India and Southeast Asia lead globe in expected salary hikes
Indian and Southeast Asian workforces will enjoy the highest salary increases in 2020, occupying the top five global rankings, according to an annual salary trends report by ECA International.
Emerging top was India, where workers are expected to enjoy an impressive 5.4% increase.
Vietnam, which came in second, is expected to see 5.1% real salary increases, after factoring in inflation, while Indonesia (4.6%), Cambodia (4.2%), and Thailand (4.1%) took the third to fifth spots respectively.
Low inflation and rising productivity are two of the main reasons why Asian countries are expected to see rapid growth in wages next year. They occupy 13 out of the top 20 spots in ECA International’s report.
“Once again, the vast majority of the highest real salary increases in the world are predicted to be seen in Asia,” said Lee Quane, Regional Director – Asia at ECA International. “The average real salary increase in the Asia-Pacific region is forecast to be 3.2%, which is significantly higher than the global average of 1.4%, and nearly three times the European average of 1.1%.”
Meanwhile, Singapore and Malaysia are expected to see a drop in their real salary increases at 3.0% (down from 3.3% in 2019) and 2.9% (down from 4.0% in 2019) respectively.
“Although the forecasted real salary increase is set to be slightly lower in 2020 than the 3.3% Singapore employees saw in 2019, they will still see a larger increase than their regional neighbours including Hong Kong, Taiwan and Japan. The notably low level of inflation that Singapore has seen over the recent years, coupled with a tight labour supply and talent restrictions due to immigration constraints, implies that salary increases will remain relatively high,” Quane noted.
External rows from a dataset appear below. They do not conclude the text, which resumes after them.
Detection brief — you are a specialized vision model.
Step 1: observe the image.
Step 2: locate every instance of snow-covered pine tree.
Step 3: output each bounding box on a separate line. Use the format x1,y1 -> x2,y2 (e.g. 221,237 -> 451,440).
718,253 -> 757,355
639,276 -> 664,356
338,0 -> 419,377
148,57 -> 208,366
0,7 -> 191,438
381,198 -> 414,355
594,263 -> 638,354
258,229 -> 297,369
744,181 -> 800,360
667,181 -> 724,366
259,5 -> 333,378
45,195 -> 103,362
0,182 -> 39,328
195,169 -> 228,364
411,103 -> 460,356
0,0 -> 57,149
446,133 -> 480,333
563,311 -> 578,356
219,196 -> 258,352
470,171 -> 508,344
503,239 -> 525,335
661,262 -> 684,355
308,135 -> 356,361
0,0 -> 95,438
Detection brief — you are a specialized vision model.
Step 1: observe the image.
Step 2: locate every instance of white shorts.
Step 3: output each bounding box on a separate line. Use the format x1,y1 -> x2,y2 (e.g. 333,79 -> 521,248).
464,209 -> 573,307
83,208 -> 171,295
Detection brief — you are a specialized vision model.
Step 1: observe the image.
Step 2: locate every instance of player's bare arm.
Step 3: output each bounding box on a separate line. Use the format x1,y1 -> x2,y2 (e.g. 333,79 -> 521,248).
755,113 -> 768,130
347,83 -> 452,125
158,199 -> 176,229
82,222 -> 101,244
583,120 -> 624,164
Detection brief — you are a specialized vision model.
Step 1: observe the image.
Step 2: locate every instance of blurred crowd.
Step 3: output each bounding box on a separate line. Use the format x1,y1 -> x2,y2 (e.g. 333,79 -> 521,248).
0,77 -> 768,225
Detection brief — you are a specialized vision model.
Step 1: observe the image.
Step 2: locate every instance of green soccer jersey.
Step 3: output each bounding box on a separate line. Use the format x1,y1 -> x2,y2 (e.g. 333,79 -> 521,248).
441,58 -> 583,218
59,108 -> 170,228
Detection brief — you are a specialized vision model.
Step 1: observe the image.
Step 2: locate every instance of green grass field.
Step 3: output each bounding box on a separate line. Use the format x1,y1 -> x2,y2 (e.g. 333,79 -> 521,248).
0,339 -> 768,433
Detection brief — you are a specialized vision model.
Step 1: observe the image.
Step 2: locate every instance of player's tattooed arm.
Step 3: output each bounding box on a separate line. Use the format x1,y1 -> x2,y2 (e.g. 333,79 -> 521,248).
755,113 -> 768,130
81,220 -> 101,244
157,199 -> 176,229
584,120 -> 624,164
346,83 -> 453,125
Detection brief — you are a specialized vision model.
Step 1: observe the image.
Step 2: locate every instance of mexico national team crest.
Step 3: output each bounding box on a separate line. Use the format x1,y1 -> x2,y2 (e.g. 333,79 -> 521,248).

“Despite the forecasted nominal salary increase staying at 5.0%, inflation in Malaysia is expected to rise from 1.0% to 2.1% which will reduce the rate at which salaries increase in real terms for workers in the country. Although it is still relatively high, the predicted lower real salary rise for workers compared to 2019 has seen Malaysia drop out of the global and Asia-Pacific top ten.”
Hong Kong will see one of the lowest salary hikes in the Asia-Pacific region at 1.4% after considering the forecasted inflation of 2.6%, although it was expected to be lower given the current uncertainty over the market’s political and economic situation.
“Despite nominal salary increases staying at 4.0% next year, the predicted drop in inflation from 3.0% to 2.6% implies that employees in Hong Kong will see a slightly better overall salary increase in real terms this year,” Quane said.